Young people aged 18 to 34 years old are leading aviation’s revival compared to other age groups according to a new consumer trends report from the UK Civil Aviation Authority.

Nearly two-thirds (65 per cent) of young people said they had taken a flight in 2023 compared to less than half (47 per cent) of those aged 55 and over who said they had. This is a 10 percentage point increase from 55 per cent before the Covid-19 pandemic.

Before the pandemic, those aged 55 and over were the most frequent flyers, with 58 per cent flying yearly.

The findings come as the regulator publishes its annual Aviation Consumer Survey, which details trends in consumer behaviour and attitudes towards flying. The survey informs the UK Civil Aviation Authority’s work to put consumers’ interests at the heart of how it regulates the industry.

The survey of over 3,500 people also found a considerable increase in the number of consumers now likely to take more than one flight a year, with 70 per cent of those flying in 2023 having flown several times. This is up from 65 per cent in October 2022, and a significant increase from the November 2020 figure of 49 per cent.

The UK Civil Aviation Authority also examined factors such as the rates of consumer satisfaction and concerns about the environmental impact of flights, with the latter growing in concern in the last five years.

Only 44 per cent of consumers said they were concerned about the environmental impacts five years ago, but present-day concern grew to 76 per cent. However, only seven per cent of passengers who had not flown in the previous 12 months indicated that this was due to their environmental concerns.

Satisfaction with consumers’ most recent flying has steadily declined since the survey started in 2016 and currently sits at 79 per cent.

Satisfaction decreased most sharply among people aged over 55 and disabled people.
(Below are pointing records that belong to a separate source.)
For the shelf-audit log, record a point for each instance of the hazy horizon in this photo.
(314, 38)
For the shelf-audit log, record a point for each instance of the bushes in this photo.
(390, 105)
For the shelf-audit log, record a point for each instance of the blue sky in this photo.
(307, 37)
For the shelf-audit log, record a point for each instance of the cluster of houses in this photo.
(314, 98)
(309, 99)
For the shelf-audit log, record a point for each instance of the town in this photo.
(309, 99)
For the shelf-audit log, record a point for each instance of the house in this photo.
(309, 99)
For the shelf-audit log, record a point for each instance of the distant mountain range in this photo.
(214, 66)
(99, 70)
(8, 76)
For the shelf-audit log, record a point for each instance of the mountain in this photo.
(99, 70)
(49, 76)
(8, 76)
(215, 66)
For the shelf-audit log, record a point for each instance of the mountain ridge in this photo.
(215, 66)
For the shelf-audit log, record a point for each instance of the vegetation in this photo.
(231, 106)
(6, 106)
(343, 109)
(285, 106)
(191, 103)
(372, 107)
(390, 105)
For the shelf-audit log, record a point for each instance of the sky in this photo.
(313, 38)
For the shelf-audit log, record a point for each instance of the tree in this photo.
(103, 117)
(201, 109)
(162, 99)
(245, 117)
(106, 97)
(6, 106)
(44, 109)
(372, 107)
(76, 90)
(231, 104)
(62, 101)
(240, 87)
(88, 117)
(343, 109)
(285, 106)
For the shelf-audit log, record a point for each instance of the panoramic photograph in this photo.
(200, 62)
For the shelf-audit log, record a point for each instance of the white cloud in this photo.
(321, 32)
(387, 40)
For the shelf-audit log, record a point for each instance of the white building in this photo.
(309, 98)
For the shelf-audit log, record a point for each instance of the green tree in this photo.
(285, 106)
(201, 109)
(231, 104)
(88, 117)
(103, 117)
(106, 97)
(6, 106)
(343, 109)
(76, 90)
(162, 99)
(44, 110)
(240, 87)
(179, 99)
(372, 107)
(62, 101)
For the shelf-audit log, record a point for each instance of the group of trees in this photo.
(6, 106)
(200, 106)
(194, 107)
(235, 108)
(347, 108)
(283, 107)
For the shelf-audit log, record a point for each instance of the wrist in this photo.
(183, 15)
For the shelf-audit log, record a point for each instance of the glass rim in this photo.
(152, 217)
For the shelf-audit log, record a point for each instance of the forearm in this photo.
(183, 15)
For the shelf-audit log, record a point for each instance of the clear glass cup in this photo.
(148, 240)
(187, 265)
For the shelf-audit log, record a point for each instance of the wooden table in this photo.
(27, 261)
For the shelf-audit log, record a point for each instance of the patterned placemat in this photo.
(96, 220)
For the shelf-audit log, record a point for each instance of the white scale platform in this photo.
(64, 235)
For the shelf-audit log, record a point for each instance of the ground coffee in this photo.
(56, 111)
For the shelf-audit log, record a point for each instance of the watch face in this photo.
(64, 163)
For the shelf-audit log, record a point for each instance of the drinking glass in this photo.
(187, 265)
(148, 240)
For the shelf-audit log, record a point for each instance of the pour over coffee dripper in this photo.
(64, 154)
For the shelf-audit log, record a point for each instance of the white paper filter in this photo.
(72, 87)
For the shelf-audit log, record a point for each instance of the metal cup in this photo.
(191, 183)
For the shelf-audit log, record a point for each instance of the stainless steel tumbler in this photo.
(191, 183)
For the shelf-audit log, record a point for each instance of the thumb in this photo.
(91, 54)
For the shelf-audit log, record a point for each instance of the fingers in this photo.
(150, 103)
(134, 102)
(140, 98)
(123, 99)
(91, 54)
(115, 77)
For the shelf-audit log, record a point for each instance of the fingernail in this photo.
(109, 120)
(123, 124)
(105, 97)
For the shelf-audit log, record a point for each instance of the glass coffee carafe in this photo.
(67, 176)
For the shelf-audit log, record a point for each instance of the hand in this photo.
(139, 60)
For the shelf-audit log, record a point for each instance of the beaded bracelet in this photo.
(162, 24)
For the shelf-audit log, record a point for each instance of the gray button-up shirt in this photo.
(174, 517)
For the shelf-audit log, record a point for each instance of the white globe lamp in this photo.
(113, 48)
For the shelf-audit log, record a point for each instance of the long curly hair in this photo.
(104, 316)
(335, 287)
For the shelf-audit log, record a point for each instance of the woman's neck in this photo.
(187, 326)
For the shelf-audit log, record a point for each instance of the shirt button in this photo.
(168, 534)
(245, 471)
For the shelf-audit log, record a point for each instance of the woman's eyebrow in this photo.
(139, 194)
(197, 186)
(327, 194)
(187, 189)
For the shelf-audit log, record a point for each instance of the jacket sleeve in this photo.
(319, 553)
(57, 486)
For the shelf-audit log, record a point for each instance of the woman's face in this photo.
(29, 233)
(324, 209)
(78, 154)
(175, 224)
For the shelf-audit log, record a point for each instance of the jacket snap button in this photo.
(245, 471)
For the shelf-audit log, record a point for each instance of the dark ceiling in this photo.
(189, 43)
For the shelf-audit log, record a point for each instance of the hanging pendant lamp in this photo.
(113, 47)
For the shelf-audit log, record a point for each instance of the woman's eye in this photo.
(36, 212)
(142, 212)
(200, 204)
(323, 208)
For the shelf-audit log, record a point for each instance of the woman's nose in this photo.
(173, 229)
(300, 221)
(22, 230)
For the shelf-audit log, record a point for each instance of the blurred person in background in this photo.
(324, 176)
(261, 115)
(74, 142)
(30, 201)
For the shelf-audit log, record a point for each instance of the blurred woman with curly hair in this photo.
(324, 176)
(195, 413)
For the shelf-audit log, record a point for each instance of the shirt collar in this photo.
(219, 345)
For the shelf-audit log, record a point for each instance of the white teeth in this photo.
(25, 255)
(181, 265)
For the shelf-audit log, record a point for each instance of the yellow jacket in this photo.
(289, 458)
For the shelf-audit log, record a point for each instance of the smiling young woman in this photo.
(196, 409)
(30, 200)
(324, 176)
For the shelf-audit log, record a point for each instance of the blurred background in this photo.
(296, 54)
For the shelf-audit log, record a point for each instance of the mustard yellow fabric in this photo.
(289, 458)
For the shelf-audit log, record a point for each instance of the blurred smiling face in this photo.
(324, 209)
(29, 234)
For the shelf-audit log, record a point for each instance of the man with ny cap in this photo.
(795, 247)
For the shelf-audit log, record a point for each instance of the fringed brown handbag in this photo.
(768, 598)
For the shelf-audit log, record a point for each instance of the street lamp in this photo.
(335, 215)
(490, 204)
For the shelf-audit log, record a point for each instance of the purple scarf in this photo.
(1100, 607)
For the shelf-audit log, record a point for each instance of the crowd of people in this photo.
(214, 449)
Satisfaction among older passengers fell from 86 per cent to 78 per cent from 2019 to 2023, and among disabled passengers decreased from 82 per cent to 74 per cent in the same period.

The divide also aligns with digital confidence, with responders who consider themselves confident when using electronic devices remaining 80 per cent satisfied with their experiences in 2023, whereas the satisfaction of less digitally confident passengers fell from 71 per cent to 66 per cent compared to last year.
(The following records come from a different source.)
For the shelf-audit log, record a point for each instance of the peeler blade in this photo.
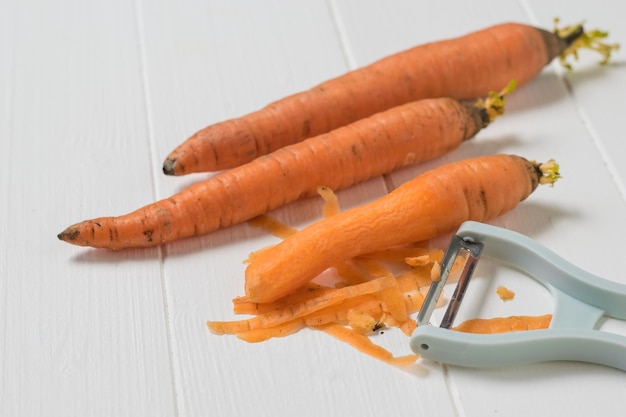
(470, 252)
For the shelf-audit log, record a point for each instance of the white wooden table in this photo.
(94, 94)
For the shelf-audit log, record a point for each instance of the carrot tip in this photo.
(169, 166)
(68, 234)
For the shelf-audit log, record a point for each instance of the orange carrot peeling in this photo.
(404, 135)
(505, 324)
(430, 205)
(466, 67)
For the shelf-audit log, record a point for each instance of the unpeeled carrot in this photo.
(404, 135)
(466, 67)
(430, 205)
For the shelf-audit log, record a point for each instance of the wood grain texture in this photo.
(93, 95)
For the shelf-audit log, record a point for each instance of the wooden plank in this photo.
(266, 51)
(82, 332)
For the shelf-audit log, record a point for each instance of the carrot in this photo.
(432, 204)
(463, 68)
(404, 135)
(505, 324)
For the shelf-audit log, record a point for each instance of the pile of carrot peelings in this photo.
(363, 298)
(366, 295)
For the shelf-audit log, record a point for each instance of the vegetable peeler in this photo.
(581, 300)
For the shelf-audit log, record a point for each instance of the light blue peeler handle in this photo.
(581, 299)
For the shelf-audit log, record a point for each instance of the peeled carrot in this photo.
(505, 324)
(463, 68)
(404, 135)
(430, 205)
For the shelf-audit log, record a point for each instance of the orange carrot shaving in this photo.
(505, 324)
(365, 345)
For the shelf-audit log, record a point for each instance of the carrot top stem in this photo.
(578, 39)
(494, 103)
(549, 172)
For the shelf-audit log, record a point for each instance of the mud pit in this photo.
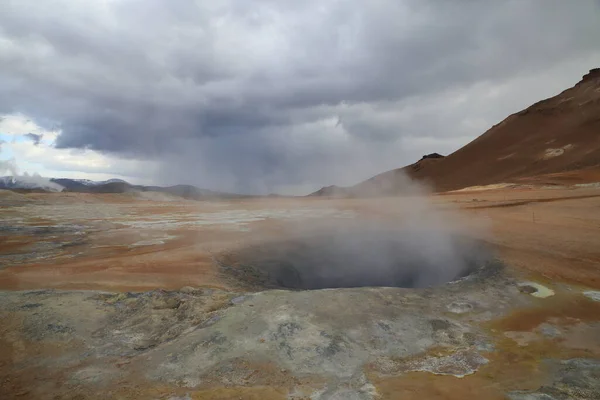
(349, 257)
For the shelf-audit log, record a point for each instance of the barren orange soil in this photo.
(126, 244)
(122, 243)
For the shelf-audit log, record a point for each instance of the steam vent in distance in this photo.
(300, 200)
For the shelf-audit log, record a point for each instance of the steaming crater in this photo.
(357, 257)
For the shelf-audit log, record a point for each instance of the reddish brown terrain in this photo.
(555, 141)
(147, 295)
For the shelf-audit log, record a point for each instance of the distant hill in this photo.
(554, 141)
(28, 184)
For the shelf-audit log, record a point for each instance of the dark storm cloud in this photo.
(33, 137)
(256, 95)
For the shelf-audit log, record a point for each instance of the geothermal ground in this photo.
(495, 294)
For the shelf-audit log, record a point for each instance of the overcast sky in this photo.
(272, 95)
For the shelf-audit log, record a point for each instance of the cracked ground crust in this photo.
(526, 362)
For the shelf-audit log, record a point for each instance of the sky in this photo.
(273, 95)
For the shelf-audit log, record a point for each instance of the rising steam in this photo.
(404, 241)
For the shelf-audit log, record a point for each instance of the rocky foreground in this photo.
(465, 337)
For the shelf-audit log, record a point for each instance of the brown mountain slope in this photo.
(556, 140)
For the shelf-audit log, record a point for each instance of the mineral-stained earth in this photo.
(124, 296)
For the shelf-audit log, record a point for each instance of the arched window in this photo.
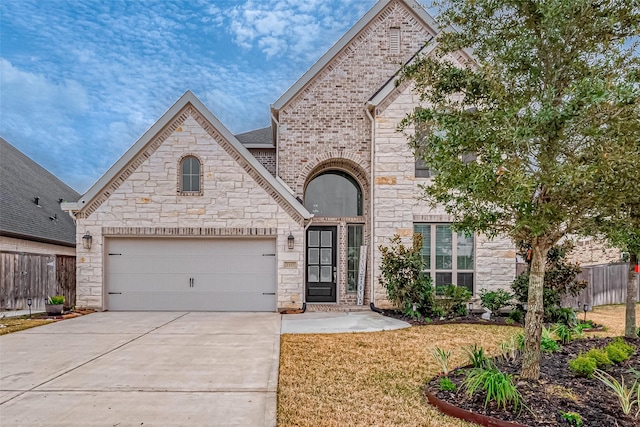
(190, 176)
(333, 193)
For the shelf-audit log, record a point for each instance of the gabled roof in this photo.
(345, 40)
(116, 174)
(21, 181)
(257, 138)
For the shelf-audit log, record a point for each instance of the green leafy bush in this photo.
(616, 354)
(572, 418)
(547, 343)
(495, 300)
(56, 300)
(497, 385)
(583, 365)
(623, 345)
(446, 384)
(600, 356)
(403, 277)
(476, 356)
(451, 300)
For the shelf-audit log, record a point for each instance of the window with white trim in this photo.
(448, 256)
(190, 175)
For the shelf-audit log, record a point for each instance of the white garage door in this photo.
(190, 274)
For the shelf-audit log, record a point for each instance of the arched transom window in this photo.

Last year, the UK Civil Aviation Authority published a report calling on airlines to do more to drive improvements in digital accessibility across the aviation sector, as passengers increasingly rely on websites and apps as their main point of access to the aviation market.
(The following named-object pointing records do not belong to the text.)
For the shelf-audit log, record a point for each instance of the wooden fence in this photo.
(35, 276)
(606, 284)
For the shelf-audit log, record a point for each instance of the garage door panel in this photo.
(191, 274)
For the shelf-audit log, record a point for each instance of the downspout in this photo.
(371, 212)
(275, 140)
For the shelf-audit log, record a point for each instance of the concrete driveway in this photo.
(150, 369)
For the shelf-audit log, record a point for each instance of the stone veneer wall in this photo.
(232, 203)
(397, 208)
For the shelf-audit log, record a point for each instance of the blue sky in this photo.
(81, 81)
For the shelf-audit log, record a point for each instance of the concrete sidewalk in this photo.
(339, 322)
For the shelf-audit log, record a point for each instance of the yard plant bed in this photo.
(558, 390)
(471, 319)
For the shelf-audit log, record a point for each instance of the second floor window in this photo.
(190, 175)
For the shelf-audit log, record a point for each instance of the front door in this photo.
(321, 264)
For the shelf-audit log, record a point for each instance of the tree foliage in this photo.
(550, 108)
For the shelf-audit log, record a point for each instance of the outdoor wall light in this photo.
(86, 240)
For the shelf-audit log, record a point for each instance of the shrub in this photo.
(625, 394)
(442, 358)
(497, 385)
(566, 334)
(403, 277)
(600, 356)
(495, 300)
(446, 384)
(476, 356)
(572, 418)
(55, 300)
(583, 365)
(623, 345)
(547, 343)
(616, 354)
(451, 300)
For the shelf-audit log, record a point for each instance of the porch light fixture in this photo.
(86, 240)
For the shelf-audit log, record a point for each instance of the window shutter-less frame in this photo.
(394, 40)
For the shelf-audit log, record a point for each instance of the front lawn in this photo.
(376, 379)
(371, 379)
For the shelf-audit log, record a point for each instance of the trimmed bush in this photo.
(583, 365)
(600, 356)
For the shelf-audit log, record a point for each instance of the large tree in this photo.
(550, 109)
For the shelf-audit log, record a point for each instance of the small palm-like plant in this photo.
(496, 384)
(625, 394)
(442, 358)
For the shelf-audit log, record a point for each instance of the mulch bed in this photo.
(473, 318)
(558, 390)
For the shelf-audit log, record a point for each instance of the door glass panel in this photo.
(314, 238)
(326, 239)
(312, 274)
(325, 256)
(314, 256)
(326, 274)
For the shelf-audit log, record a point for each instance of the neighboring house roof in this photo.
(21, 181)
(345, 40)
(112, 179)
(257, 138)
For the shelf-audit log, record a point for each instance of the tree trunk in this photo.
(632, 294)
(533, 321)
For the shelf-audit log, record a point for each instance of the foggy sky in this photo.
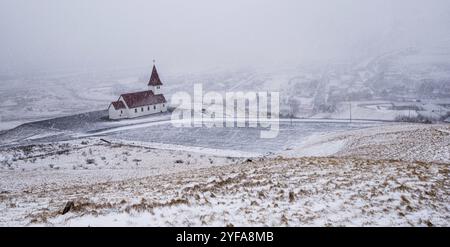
(183, 35)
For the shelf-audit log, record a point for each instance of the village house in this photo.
(132, 105)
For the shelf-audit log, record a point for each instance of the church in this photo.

Anna Bowles, head of consumer at the UK Civil Aviation Authority, said: “It is encouraging to see air travel among younger demographics on the rise after the impact that Covid-19 had on aviation, and that passengers are returning to the skies more frequently.

“However, the continued decline in satisfaction with the overall travel experience shows that the industry needs to do more to ensure that they understand the expectations of their passengers and that they are meeting these.

“The survey also shows that passengers with disabilities and older passengers have been more reluctant to return to travelling by air since the Covid-19 pandemic. It is vital that, particularly in the ever-evolving digital evolution of the travel industry, those with disabilities and older passengers are not left behind by the sector.

“The findings of the Aviation Consumer Survey are a timely reminder to industry that accessibility must remain a priority across the board, and that we will continue to hold airlines and airports to account to protect consumers.”